The duty of competence also requires lawyers to stay abreast of “the benefits and risks associated with relevant technology,” as noted in Comment 8 to Model Rule 1.1. Lawyers practicing virtually also must ensure they pursue matters on behalf of clients diligently and without unnecessary delay. There is also a duty of communication under Model Rule 1.4, which requires lawyers to “reasonably consult” with clients and keep them updated about their cases.

Lawyers practicing virtually also must take steps to ensure confidentiality of client information. This often requires lawyers to install “any security-related updates and using strong passwords, antivirus software and encryption.”

When connecting over Wi-Fi, lawyers should consider using virtual private networks. Lawyers need to ensure that virtual meeting or teleconferencing platforms used are secure. “Likewise, any recordings or transcripts should be strongly secured,” the opinion cautions.

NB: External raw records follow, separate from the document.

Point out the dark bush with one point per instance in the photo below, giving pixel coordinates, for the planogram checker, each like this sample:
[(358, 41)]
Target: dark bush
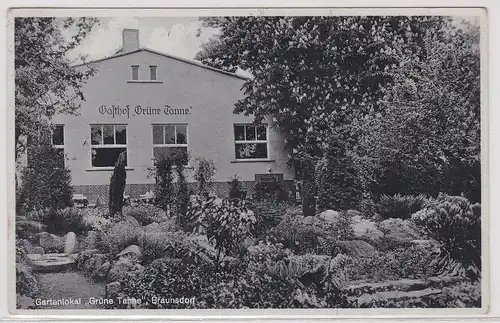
[(456, 224), (236, 190), (273, 191), (338, 185), (182, 198), (145, 214), (310, 234), (400, 206), (204, 173), (225, 222), (211, 287), (45, 181), (164, 190), (117, 185), (60, 222)]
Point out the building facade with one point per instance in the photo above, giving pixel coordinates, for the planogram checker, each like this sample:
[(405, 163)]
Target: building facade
[(146, 104)]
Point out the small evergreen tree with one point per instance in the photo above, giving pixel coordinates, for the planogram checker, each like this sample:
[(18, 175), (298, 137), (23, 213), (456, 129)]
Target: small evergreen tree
[(164, 190), (204, 173), (46, 183), (117, 185), (182, 196), (236, 190)]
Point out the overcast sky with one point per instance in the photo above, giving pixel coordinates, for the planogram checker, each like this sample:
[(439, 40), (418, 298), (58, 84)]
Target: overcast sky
[(172, 35), (178, 36)]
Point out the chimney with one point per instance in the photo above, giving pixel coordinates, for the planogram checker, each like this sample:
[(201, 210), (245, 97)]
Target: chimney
[(130, 40)]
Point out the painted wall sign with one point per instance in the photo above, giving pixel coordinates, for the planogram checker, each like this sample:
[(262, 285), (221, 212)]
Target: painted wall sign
[(129, 111)]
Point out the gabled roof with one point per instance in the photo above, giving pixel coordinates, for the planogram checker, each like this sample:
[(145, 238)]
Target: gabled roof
[(184, 60)]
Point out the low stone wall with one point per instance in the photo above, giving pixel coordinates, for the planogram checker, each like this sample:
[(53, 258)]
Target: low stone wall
[(135, 190)]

In addition to their own virtual work, lawyers practicing remotely retain an ethical responsibilities to supervise subordinate lawyers and nonlawyer assistants under Rules 5.1 and 5.3. Lawyers running virtual practices must exercise managerial authority in such a way as to ensure compliance with the ethical rules. “This duty requires regular interaction and communication with, for example, associates, legal assistants and paralegals.”

The opinion also cautions that there are limits to virtual practices and technology. The lawyer must still be able to write and deposit checks, make electronic transfers and maintain full trust-accounting records. “Finally, although e-filing systems have lessened this concern, litigators must still be able to file and receive pleadings and other court documents,” the opinion reads.

While comprehensive and informative, the opinion notes that it does not address issues involving interstate virtual practice and unauthorized practice of law issues that might arise from such practices.